In response to the letter to the editor, "Get educated on poison from injection wells," it seems the author may need a little more education on the issue. The Underground Injection Control (UIC) Program, which is the program that regulates Class II wells, is regulated under the Safe Drinking Water Act by the U.S. EPA. The U.S. EPA considers the deep injection of brine using Class II disposal wells as the preferred and environmentally safe method for disposal of oilfield fluid wastes. They have been used since the 1930's in the United States and have been the only method of disposal in Ohio since 1984 when Ohio passed HB 501.

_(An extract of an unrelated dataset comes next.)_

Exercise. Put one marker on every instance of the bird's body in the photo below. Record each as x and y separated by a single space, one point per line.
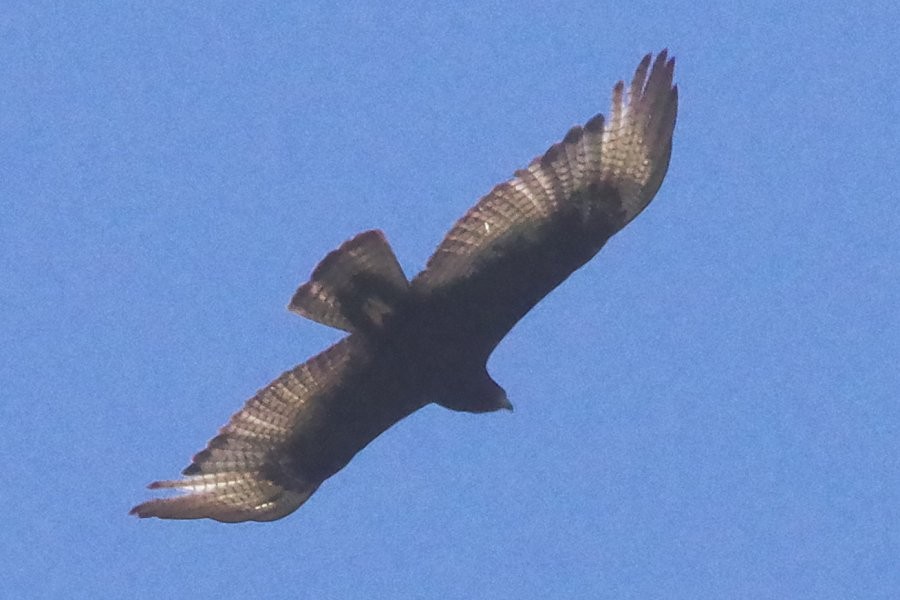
413 343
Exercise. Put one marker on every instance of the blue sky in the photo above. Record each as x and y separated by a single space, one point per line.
709 409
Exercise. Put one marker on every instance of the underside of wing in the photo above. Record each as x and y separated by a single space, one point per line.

In 1984, Ohio gained primacy of this program by demonstrating that Ohio met or exceeded program requirements set forth by the EPA. It should also be noted that over 40 states also have primacy over their UIC programs. In others, the EPA issues permits for Class II UIC wells. For Ohio to maintain their primacy, they must continue to demonstrate their ability to effectively regulate the program to the EPA.
No states have banned Class II wells as the author claims in his letter to the editor. In fact, both Pennsylvania and West Virginia have Class II wells, although not as many, that are regulated by the US EPA because they do not have primacy. The reason Ohio is getting brine from these states is because Ohio has 181 class II wells. This is due to geology and the passage of HB 501 in 1984 which provided Ohio with ample Class II wells.
The author also asserts that the fluids will somehow migrate back up to the surface. This is not the case. There has never been a case of fluids migrating back to the surface or into drinking water from these formations in Ohio. Once the fluids are injected underground they are accepted into the formation in which they are targeted. These fluids are separated from our drinking water sometimes by more than 2 miles. To ensure they remain there are multiple layers of cap rock which do not allow fluids to pass through them. These wells are carefully researched by geologists to ensure proper containment.
Ohio has one of the strictest UIC programs in the United States and continues to exceed the EPA standards with the recent passage of SB 315. These wells are regulated by ODNR under the supervision of the EPA and will continue to put the public's safety first.